Les réseaux sont devenus une évidence à l’heure actuelle afin d’envisager une « communication 360 ». Mais lors de cette présentation digitale (que vous pouvez retrouver dans son intégralité ici), Anne Rognon-Désirée et Sarah Ichi nous proposent de retourner aux bases : à quoi serve les réseaux sociaux, et comment en tirer profit ? La réponse en quelques points :

  • Les réseaux sociaux se formalisent, et sont des outils de notoriété, de partage et de création de conversion ou du trafic. Image et vente coïncident désormais.
  • En tant que marque, le nouvel objectif est de savoir se raconter avec transparence et permettre l’appropriation et le partage du contenu évolutif.
  • Une marque doit être conversationnelle et créer l’interaction avec ses abonnés.
  • Créer davantage de contenus pour diversifier les relations.
  • Les mêmes se sont développés de manière exponentielle en 2020, supplantant les GIFS.
  • TikTok est le réseau social qui a permis le remix de contenus. C’est une plateforme très importante en termes d’engagement.
  • Vers un contenu moins qualitatif et plus dynamique ?
  • Ras-le-bol sociétal : les utilisateurs des réseaux sociaux en ont marre des mensonges. Nous allons vers plus de transparence et de pragmatisme.

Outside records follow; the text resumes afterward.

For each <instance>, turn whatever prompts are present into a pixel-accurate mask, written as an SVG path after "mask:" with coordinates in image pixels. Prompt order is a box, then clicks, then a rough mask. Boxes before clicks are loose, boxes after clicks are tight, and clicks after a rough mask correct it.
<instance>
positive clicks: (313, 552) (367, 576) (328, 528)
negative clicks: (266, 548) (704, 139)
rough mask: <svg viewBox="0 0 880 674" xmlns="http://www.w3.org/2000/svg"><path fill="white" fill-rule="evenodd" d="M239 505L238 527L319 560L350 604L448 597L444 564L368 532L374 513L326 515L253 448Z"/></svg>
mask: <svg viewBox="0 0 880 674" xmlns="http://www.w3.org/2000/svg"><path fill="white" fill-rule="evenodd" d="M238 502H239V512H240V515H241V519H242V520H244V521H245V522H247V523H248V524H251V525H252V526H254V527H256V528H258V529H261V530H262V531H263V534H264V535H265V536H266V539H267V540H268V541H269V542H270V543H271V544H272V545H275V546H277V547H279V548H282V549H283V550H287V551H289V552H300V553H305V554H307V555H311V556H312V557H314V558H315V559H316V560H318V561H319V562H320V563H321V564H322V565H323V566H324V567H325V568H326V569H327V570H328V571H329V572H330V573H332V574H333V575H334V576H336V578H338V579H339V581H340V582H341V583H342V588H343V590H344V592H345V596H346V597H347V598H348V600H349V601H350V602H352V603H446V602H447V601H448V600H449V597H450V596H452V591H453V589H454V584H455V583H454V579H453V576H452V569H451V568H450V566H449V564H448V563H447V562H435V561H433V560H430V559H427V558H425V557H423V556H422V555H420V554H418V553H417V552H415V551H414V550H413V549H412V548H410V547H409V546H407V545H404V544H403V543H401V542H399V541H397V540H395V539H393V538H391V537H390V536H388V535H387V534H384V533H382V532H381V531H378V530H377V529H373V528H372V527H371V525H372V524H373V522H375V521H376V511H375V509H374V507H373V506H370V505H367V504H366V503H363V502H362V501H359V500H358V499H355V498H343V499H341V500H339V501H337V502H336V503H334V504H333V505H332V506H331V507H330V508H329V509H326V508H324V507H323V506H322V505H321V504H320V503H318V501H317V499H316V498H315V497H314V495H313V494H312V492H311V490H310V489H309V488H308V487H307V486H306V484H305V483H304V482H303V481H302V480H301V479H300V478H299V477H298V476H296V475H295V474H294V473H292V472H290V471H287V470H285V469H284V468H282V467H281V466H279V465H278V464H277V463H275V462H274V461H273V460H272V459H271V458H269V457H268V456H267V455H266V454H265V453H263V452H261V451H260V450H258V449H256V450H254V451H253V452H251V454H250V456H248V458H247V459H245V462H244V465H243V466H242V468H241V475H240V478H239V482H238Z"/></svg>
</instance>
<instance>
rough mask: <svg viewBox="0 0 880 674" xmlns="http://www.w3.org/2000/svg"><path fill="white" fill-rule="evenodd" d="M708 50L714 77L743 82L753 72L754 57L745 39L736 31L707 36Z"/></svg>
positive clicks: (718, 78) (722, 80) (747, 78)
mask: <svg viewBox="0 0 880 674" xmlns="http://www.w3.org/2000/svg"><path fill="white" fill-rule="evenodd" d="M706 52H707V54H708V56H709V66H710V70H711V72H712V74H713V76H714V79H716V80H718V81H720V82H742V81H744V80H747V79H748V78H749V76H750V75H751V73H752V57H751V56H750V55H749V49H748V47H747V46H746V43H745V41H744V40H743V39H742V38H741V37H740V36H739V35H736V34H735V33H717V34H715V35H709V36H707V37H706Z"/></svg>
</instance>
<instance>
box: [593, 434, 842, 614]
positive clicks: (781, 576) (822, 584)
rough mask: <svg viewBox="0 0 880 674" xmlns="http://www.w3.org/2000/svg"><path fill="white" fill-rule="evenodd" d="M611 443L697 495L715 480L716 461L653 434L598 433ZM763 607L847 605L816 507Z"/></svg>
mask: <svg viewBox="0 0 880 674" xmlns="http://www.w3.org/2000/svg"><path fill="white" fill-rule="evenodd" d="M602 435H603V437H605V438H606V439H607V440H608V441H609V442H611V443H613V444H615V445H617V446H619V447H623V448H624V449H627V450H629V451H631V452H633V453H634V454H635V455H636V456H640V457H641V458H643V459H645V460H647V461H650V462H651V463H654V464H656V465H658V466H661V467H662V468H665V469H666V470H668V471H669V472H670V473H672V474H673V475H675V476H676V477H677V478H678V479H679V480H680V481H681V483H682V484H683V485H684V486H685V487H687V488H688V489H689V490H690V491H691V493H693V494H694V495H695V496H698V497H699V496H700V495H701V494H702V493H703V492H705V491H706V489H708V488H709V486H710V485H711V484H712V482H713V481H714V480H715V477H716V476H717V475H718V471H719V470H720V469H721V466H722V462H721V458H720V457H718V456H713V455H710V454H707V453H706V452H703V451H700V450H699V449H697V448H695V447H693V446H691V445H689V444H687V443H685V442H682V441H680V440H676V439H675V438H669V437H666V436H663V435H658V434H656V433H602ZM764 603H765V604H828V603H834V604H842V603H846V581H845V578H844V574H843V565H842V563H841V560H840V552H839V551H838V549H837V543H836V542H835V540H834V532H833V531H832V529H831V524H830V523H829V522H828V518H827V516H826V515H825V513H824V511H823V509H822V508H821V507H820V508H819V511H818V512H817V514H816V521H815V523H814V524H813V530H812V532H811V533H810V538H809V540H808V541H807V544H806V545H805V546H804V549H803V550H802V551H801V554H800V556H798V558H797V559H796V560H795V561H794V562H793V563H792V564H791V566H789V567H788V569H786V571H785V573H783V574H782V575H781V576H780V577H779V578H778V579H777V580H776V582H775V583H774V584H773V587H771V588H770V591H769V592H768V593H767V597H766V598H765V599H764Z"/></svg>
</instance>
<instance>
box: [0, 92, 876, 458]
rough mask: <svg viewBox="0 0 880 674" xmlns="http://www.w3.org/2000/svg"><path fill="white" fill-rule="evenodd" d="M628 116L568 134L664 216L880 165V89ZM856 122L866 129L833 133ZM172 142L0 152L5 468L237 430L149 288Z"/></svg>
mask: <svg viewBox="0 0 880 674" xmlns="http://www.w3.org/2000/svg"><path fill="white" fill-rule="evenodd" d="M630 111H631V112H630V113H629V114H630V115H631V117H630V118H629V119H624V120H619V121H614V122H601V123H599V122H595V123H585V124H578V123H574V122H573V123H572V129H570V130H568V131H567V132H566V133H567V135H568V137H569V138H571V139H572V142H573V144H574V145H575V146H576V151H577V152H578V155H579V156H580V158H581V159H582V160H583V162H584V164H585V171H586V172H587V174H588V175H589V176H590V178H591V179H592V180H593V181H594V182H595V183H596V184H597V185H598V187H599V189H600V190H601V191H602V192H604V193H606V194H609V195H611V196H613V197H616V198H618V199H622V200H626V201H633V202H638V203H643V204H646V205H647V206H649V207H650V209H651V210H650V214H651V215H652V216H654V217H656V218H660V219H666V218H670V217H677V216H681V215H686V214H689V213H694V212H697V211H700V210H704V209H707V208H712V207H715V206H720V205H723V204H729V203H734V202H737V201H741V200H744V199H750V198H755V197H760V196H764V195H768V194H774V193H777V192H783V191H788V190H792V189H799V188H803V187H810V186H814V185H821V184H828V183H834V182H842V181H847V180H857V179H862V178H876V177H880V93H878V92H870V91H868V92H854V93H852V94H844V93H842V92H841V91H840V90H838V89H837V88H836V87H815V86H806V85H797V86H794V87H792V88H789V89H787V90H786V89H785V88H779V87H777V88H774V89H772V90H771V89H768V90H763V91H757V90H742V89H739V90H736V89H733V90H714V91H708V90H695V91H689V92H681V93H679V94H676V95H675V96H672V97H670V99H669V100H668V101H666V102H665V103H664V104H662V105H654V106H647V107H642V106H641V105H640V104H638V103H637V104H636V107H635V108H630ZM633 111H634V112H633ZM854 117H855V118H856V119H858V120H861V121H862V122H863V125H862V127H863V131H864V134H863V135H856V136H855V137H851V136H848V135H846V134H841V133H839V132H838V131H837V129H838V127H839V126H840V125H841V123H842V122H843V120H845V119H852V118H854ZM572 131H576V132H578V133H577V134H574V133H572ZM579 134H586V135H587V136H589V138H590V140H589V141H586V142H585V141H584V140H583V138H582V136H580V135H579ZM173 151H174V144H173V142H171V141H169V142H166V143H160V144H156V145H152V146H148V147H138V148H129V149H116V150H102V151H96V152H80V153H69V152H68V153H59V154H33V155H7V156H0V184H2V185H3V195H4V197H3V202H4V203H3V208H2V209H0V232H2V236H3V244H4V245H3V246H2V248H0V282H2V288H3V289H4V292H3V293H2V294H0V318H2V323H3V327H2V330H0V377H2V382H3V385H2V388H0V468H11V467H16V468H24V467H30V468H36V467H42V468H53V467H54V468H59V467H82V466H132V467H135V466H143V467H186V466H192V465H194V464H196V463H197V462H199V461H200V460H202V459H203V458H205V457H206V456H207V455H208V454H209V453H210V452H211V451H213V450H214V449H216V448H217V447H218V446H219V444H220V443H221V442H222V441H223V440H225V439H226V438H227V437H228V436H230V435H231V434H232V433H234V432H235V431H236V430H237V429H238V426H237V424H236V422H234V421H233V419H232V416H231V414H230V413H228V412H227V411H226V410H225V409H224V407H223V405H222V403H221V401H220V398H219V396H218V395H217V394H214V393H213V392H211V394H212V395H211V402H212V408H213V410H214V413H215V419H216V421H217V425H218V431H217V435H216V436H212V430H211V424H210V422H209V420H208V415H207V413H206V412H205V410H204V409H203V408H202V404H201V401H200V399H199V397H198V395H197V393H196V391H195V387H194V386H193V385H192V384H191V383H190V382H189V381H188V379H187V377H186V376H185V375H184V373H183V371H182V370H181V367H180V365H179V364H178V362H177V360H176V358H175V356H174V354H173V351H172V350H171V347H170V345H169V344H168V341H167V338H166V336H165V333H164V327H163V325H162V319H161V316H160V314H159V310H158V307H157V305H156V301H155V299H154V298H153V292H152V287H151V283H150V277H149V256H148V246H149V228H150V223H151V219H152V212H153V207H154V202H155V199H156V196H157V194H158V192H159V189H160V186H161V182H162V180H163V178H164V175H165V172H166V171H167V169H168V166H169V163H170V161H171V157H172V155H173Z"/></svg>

  • Les influenceurs sont-ils amenés à disparaître ? Non. Au contraire, ils vont de plus en plus se professionnaliser. C’est un véritable métier et les marques ne peuvent plus s’en passer.
  • Les réseaux sociaux demandent de passer par une ligne et une stratégie éditoriales propres à chacun de ceux-ci avec des codes et des bonnes orientations.
  • La plateforme de gaming Twitch présente un beau potentiel. Il y a beaucoup d’utilisateurs et plein de chaînes (livestream) qui parlent de tout et de rien. Sponsors, collaborations et annonces publicitaires y sont possibles.

De gauche à droite : Anna Rognon-Désirée et Sarah Ichi.